During an interview that was related to my business trip I was asked about my own Mandarin skill. And how much I knew about Chinese history and culture. And was (in a very nice, friendly way) told that the topics that I mentioned on the history and culture weren’t the real highlights that I should read about.

During a conversation on issues around open source drivers I was asked why we picked China and why we picked these twins (to which I went on explaining that it is the CCAA that matches parents and children). During a lunch conversation that had spent quite some time on the economic situation I was asked to explain the adoption process. And if I was proud to have Chinese children (to which I said “isn’t that obvious”, which created a lot of laughter).

And I heard a lot of very nice words, very positive and friendly comments both on the cuteness of the children and the kindness of us as the adopting parents (and I must have said a dozen times “we (the parents) are the lucky ones”).

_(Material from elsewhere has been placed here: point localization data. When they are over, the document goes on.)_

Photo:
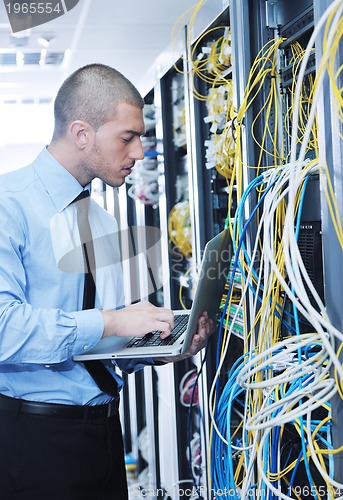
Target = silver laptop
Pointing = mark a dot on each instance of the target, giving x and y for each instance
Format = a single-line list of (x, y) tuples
[(213, 273)]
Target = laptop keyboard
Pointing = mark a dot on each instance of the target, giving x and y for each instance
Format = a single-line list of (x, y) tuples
[(154, 339)]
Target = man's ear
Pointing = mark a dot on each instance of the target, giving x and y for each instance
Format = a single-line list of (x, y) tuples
[(81, 133)]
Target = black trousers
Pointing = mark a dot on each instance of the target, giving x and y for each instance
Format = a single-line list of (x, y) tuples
[(53, 458)]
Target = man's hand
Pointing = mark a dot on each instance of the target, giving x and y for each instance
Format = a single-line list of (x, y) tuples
[(137, 320), (199, 340)]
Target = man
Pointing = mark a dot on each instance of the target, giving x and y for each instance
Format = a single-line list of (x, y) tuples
[(60, 435)]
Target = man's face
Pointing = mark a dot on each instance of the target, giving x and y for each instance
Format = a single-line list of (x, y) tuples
[(117, 145)]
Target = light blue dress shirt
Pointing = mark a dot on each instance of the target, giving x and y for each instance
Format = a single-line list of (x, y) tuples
[(42, 325)]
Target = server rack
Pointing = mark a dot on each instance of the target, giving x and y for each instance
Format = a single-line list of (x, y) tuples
[(253, 25)]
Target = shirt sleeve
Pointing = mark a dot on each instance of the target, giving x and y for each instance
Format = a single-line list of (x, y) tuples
[(29, 334)]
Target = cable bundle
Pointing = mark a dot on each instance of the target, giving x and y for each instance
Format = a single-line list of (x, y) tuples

I made new friends, experienced surprising acts of kindness and help by people I had met only hours earlier. One wonderful young woman sent me an email after we met (as part of an interview) in which she told me that she was “touched by [my] story” and went on to say “They are the luckiest kids I’ve ever seen and you are the greatest father I’ve ever known. I wish you every happiness in your future life, and hope the twins can grow up healthily under your love and care.”

You will understand that this email made me cry. And I hope she will forgive me for quoting her words.

What a wonderful experience – and what wonderful new friends. Now the hard part will be that I’ll have to live up to that praise.